American, British, and Australian officials forged an agreement allowing Australia to construct eight nuclear-powered submarines in a move to counter China’s growing aggression in the Pacific.
The defense partnership—which will go by the moniker AUKUS—is the first time the United States will share advanced nuclear submarine technology with an ally since 1958. Leaders of the countries cited a changing security environment in the region as grounds for the agreement.
"Our world is becoming more complex, especially here in our region, the Indo-Pacific," Australian prime minister Scott Morrison said. "To meet these challenges, to help deliver the security and stability our region needs, we must now take our partnership to a new level."

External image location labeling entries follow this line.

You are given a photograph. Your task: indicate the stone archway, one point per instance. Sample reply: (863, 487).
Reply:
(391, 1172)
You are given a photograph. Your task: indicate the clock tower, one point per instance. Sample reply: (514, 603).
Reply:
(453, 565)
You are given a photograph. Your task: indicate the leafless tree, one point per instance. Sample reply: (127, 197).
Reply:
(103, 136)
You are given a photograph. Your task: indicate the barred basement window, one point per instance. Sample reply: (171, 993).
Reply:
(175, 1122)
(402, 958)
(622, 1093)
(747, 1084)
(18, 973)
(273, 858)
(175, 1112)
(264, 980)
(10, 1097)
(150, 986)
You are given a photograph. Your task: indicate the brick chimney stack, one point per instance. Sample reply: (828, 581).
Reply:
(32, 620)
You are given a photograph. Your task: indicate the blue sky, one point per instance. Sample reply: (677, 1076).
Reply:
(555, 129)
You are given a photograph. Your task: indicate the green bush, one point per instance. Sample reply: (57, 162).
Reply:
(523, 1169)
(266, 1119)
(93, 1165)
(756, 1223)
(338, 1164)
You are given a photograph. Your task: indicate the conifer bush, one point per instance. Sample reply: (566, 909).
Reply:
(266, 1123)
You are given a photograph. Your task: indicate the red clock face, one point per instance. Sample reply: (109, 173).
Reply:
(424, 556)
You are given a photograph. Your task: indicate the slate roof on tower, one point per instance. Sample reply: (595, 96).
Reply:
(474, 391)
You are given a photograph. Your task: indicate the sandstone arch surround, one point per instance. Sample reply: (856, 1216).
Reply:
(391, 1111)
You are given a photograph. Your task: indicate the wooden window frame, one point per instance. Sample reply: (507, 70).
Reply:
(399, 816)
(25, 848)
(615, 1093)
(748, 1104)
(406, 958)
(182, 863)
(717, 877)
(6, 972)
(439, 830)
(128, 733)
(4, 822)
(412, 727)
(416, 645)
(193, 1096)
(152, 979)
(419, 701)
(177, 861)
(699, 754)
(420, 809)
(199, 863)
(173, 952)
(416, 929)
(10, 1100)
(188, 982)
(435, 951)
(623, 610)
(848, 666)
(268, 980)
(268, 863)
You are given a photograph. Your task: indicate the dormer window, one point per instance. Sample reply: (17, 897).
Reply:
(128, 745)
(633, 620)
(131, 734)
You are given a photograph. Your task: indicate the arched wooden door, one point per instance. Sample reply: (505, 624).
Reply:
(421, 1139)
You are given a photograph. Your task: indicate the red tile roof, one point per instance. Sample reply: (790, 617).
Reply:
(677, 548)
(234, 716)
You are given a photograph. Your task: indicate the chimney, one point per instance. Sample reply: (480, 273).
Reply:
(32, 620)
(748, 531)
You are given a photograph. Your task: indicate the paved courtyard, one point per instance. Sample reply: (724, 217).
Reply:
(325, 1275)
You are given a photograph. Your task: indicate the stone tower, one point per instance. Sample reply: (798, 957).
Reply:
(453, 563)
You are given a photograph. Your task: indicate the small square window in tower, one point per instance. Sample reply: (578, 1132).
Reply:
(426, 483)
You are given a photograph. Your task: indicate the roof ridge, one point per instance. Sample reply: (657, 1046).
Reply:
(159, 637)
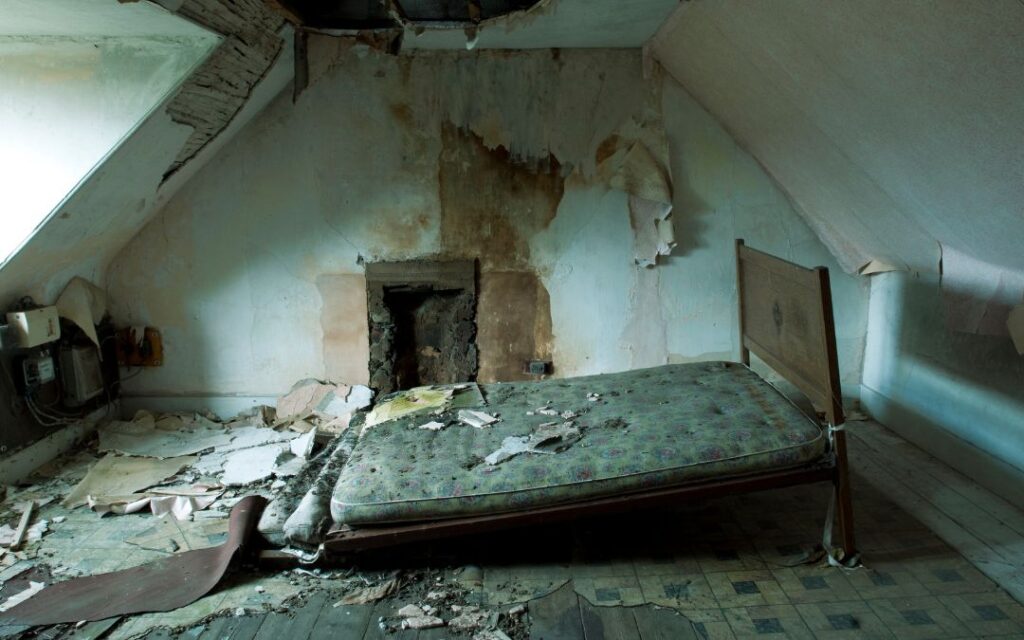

Experts said the massive naval and nuclear buildup of the Chinese Communist Party forced the defense pact. China has the largest navy in the world, and satellite imagery shows Beijing has rapidly expanded its nuclear arsenal.
"Nothing is more provocative to China than nuke stuff and submarine stuff," said Oriana Skylar Mastro, an American Enterprise Institute senior fellow who specializes in defense policy and China. "[The pact] suggests that Australia is willing to take some real risks in its relationship to stand up to China."
The agreement effectively axed a $90 billion deal between a French defense contractor and Australia for 12 diesel-powered submarines, a less advanced version of the American systems offered to Australia. French foreign minister Jean-Yves Le Drian said Canberra’s decision to scuttle the deal was "unacceptable" and that his country felt "stabbed in the back," saying the American submarine deal looked like something that former president Donald Trump would do.
Chinese officials expressed concern over the deal and Australia’s defensive alignment with the United States and Britain. China waged a trade war with Australia throughout 2020 and 2021, attempting to curb increasingly hawkish views in the country toward China. But that effort appears to have backfired with the deal’s signing.
"[The defense agreement is] severely damaging regional peace and stability, intensifying an arms race, and damaging international nuclear non-proliferation efforts," Foreign Ministry spokesman Zhao Lijian said on Thursday. "China always believes that any regional mechanism should conform to the trend of peace and development of the times and help enhance mutual trust and cooperation. … It should not target any third party or undermine its interests."